Fonte Trust my science

Green Turtle, that's what they called it. It was presented on the occasion of World Environment Day, held on June 5. Designed specifically to clean water in ports, it displays ergonomics adapted to the marine environment and incorporates active recognition technology for underwater waste.

A “bio-inspired” robot cleaner

The challenge is enormous: it is estimated that 270,000 tons of waste float in our oceans. As project members point out in their video presentation, if nothing changes, there will be more plastic than fish in the oceans by 2050… Students at the ESTACA (Graduate School of Aeronautical and Construction Techniques) automotive designed the Green Turtle to contribute to the cleanup effort, in which the whole world must participate to reverse the trend.

Thanks to its turtle-shaped design, the machine is perfectly suited for collecting waste on the go. In fact, turtles are very good swimmers, they are fast and agile in the water and, above all, they are able to step in the water (essential for the collection of debris). By reproducing the movements of a turtle, the team guarantees extreme compatibility with the underwater environment. The following video shows how much they were inspired by the animal's anatomy to design each vessel's joint:

The challenge is enormous: it is estimated that 270,000 tons of waste float in our oceans. As project members point out in their presentation video, if nothing changes, there will be more plastic than fish in the oceans by 2050… Students ESTACA (School of Aeronautical Techniques and Automobile Construction) designed the Green Turtle to contribute to the effort cleaning, in which the whole world must participate to reverse the trend.

Thanks to its turtle-shaped design, the machine is perfectly suited for collecting waste on the go. In fact, turtles are very good swimmers, they are fast and agile in the water and, above all, they are able to step on the ground (essential for the collection of debris). By reproducing the movements of a turtle, the team guarantees extreme compatibility with the underwater environment. The following video shows how they were inspired by the animal's anatomy to design each vessel's joint:

It is believed that the robot acts in a targeted manner, in the waters of ports, that is, closer to the places of human pollution. Staying in these areas also prevents you coming into contact with swimmers or other users (or even turtle predators).

What exactly are your cleaning features? This robot can swallow 50 liters of garbage (the equivalent of 1420 plastic bottles), which is already a good serve ... It is programmed to go to and a dock, it can dump what it has collected; After the battery is recharged, he can get back to work.

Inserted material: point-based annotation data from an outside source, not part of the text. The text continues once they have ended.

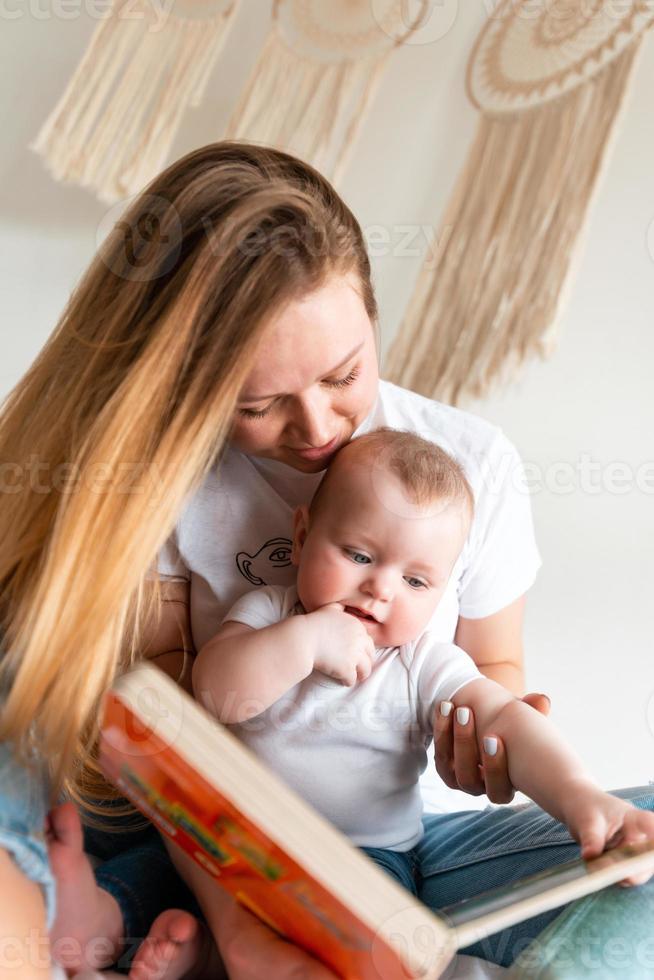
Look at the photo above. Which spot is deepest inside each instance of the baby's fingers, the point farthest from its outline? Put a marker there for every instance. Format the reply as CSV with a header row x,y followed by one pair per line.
x,y
638,828
591,834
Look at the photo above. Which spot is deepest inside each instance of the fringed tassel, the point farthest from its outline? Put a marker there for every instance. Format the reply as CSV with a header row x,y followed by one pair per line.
x,y
509,237
312,108
114,126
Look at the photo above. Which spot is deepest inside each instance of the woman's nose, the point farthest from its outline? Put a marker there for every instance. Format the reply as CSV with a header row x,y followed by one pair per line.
x,y
311,420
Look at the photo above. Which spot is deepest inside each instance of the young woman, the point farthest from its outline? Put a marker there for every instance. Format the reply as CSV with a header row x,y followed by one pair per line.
x,y
219,350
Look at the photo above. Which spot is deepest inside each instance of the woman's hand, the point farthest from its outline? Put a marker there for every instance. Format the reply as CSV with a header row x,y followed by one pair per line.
x,y
458,761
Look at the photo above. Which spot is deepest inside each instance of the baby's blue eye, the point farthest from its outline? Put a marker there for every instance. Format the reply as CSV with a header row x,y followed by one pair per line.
x,y
358,557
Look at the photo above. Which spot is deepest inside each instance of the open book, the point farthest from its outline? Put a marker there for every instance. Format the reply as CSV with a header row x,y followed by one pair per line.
x,y
259,840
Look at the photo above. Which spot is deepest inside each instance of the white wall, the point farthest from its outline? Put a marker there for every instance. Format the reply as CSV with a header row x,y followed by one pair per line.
x,y
590,618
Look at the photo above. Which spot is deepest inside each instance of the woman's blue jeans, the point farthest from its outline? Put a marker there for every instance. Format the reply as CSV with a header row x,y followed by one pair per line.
x,y
460,855
465,853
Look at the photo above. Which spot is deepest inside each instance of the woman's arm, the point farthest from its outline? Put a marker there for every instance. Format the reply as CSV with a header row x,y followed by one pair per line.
x,y
544,767
495,645
23,936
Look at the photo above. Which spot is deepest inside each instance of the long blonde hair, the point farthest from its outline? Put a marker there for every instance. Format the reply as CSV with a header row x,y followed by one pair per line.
x,y
125,409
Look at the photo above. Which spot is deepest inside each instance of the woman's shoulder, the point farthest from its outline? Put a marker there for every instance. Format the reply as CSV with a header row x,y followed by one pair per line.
x,y
465,435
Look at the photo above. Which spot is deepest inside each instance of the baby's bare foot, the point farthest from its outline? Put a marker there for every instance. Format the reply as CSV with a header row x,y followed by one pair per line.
x,y
176,946
88,927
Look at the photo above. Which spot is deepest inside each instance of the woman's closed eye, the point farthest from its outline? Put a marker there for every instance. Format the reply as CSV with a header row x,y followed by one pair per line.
x,y
260,413
344,382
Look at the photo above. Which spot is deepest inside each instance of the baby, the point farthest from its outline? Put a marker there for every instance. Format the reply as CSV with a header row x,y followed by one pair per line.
x,y
339,686
336,683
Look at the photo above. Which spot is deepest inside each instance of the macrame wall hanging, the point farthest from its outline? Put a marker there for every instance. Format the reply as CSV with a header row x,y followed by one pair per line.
x,y
318,73
549,79
114,126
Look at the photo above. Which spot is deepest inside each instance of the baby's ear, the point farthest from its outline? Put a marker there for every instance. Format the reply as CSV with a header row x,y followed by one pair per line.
x,y
300,531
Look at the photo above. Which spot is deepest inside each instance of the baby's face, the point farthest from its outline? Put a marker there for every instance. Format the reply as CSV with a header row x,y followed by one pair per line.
x,y
385,559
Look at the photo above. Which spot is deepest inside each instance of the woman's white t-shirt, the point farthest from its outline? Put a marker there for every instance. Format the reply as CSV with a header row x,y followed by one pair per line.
x,y
235,532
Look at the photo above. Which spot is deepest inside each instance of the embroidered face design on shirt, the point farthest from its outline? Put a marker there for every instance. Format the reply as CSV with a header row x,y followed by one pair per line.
x,y
259,569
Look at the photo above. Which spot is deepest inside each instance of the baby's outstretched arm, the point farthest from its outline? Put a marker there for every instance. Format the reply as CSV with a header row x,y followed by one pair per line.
x,y
242,671
547,770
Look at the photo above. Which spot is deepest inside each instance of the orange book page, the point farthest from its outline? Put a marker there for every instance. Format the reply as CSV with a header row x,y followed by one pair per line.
x,y
235,852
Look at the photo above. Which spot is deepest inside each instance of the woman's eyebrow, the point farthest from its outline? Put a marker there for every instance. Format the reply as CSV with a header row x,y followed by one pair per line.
x,y
261,398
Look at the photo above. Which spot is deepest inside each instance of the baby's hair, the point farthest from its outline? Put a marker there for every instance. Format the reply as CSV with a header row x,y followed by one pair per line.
x,y
425,470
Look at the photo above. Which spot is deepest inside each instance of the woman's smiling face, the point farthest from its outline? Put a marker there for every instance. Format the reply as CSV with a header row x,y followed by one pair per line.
x,y
314,379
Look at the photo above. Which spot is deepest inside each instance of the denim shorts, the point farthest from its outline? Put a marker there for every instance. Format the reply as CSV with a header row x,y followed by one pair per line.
x,y
23,809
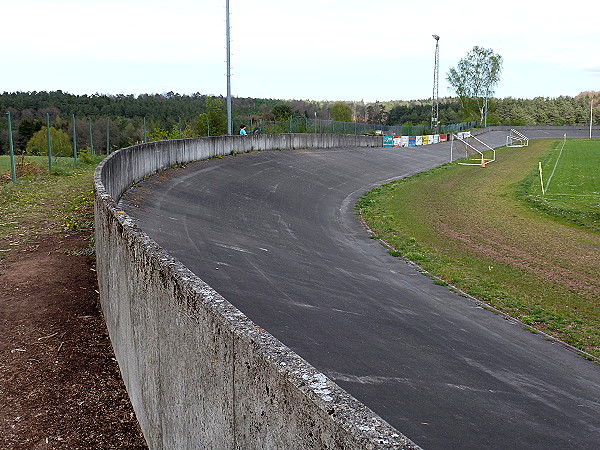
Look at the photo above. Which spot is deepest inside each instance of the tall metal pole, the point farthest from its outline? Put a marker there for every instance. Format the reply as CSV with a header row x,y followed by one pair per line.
x,y
91,137
436,80
13,171
591,115
74,140
107,135
49,142
229,124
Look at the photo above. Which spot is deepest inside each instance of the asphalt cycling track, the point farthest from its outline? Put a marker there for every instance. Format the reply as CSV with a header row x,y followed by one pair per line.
x,y
276,234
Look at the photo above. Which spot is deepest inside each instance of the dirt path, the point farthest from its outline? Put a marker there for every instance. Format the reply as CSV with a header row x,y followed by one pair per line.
x,y
60,386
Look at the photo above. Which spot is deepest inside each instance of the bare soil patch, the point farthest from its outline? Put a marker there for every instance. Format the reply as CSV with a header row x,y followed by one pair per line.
x,y
60,386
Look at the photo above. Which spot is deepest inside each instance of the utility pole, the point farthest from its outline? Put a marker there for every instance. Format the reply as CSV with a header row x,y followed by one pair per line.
x,y
229,125
435,123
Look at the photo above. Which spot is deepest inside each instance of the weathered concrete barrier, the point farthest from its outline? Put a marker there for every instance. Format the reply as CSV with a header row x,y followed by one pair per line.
x,y
199,373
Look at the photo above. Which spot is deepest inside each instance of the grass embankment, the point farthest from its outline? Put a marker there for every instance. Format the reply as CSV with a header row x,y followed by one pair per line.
x,y
485,231
44,203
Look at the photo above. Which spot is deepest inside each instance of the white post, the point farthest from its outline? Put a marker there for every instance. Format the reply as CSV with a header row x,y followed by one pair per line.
x,y
229,121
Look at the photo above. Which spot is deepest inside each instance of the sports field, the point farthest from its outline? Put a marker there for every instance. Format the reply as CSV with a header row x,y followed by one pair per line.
x,y
487,231
571,181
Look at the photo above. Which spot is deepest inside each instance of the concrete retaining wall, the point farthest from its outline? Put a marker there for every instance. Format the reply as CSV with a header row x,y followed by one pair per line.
x,y
199,373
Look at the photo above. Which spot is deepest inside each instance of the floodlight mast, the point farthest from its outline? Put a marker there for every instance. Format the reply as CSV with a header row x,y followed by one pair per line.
x,y
435,123
229,125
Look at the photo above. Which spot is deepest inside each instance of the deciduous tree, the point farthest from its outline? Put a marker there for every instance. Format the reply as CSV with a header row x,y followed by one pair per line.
x,y
474,80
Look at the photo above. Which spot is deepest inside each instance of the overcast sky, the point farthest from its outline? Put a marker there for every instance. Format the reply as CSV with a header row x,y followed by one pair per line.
x,y
315,50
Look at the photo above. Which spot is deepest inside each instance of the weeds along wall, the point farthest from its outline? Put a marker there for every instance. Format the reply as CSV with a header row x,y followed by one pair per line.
x,y
199,373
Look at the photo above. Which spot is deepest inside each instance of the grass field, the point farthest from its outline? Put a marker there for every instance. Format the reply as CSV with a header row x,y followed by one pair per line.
x,y
571,180
45,203
484,231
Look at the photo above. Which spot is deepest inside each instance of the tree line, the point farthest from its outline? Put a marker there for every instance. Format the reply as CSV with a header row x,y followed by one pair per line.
x,y
123,120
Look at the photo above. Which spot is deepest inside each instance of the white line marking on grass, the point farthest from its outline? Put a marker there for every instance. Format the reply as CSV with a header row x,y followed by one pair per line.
x,y
555,164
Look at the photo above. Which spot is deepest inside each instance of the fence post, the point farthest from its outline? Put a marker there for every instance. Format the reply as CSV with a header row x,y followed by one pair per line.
x,y
107,135
49,142
13,171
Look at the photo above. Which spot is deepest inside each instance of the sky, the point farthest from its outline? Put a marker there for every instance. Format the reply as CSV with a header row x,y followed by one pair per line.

A prototype planned for the summer of 2021

After a first inconclusive sketch of the machine structure developed in Solidworks, the team designed a much more viable “housing”, detailing the main part in several parts. The garbage inlet (the turtle's mouth, so to speak) is equipped with rotating flaps, which prevent the garbage escaping once inside.

In order to ideally dimension the motors and parts of the device and choose materials well, students performed several motion simulations with XFlow. The software also made it possible to simulate the behavior of plastic waste when approaching the robot; thus, they were able to adjust the movement and amplitude of the fins as the robot swallows an object.

The technology at the heart of the device allows you to track waste and then collect it in an intelligent and agile way. He also wants to be energy efficient. It detects waste thanks to on-board sonar. To determine the shape and nature of the plastic objects it encounters, the robot uses a handle - a remote sensing system similar to sonar, but based on light waves and not acoustics. There is no risk to the surrounding fauna: the robot knows how to distinguish fish waste, thanks to its active recognition system.

Unfortunately, the project was delayed a little due to the pandemic, but Green Turtle designers hope to offer a working prototype in the summer of 2021. In the meantime, if you want to keep up with the news and the progress of this beautiful project, don't hesitate to consult the Facebook page!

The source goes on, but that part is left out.